Görüldüğü gibi, 110 yıl önce olduğu gibi şimdi de batı kaybetmeye başladığı gücünü tekrar toparlamanın peşinde. Bunun için de her türlü eylemi yapmaktan da çekinmiyor. Gücünü yükselen Çin ve diğer aktörler ile paylaşmak istemiyor.
Tüm bu çabalar kendi hakimiyetlerini garantiye almak için yaptıkları acınası eylemlerden ibaret, dünya ve insanlık bu kadar basit değil. İnsanlık doğası gereği muhafazakâr bir yapıya sahip, alışkanlıklarını korumakta da oldukça ciddi ve vahşi olabiliyor. Özellikle son dönemde batıya ve onların dayatmaya çalıştığı bu Woke kültürüne sesler çok daha ciddi bir biçimde yükseliyor. Batı karşıtı politikalar, daha çok muhafazakâr ve gelenekçi çizgiler üzerine kuruluyor, tıpkı Rusya’nın ve Çin’in yaptığı gibi. Hızla bu saflara başka ülkeler de katılıyor. Kendi içlerinde bile birçok grup ve insan bu durumdan bıkmış vaziyette, Avrupa’da yükselen ırkçı akımlar ve partiler bunun en net örneği.

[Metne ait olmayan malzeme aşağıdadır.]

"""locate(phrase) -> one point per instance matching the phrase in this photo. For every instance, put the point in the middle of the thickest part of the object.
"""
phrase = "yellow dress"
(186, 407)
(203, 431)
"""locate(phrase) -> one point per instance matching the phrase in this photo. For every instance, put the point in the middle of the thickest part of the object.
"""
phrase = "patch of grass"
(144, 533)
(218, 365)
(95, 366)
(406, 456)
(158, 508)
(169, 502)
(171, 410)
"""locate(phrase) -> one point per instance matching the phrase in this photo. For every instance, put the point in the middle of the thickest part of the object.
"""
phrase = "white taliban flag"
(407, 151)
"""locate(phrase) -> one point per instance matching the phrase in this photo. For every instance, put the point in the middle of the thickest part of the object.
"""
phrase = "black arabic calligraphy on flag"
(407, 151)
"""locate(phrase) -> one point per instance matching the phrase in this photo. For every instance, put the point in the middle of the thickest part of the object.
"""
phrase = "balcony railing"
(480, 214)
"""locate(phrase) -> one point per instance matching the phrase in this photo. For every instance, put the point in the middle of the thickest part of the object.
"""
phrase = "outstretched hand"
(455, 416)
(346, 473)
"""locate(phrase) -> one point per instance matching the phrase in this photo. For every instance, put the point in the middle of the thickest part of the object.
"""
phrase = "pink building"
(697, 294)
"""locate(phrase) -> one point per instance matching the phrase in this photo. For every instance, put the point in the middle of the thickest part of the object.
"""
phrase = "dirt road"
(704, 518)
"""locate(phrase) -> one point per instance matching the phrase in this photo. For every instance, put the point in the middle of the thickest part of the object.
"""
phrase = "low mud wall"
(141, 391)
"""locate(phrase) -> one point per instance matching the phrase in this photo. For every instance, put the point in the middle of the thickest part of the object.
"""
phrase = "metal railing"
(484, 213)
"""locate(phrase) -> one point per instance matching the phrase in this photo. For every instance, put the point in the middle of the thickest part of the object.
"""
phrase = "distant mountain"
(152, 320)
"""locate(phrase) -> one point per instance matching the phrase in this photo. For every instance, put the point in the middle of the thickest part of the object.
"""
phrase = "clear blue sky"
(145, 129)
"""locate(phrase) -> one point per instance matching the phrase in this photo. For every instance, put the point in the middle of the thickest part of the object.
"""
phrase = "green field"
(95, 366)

Sonuç olarak dünya çapında gerginlikler gittikçe artıyor, savaşlar ve iç çatışmalar kızışıyor. 21. Yüzyıl dünyasında her kıtada en az bir savaş veya iç çatışma var. Uç ideolojiler ülkelerin içinde büyüyor ve gelişiyor. Durum 110 yıl öncesine oldukça benziyor, umarız kaderimiz onlarla aynı olmaz.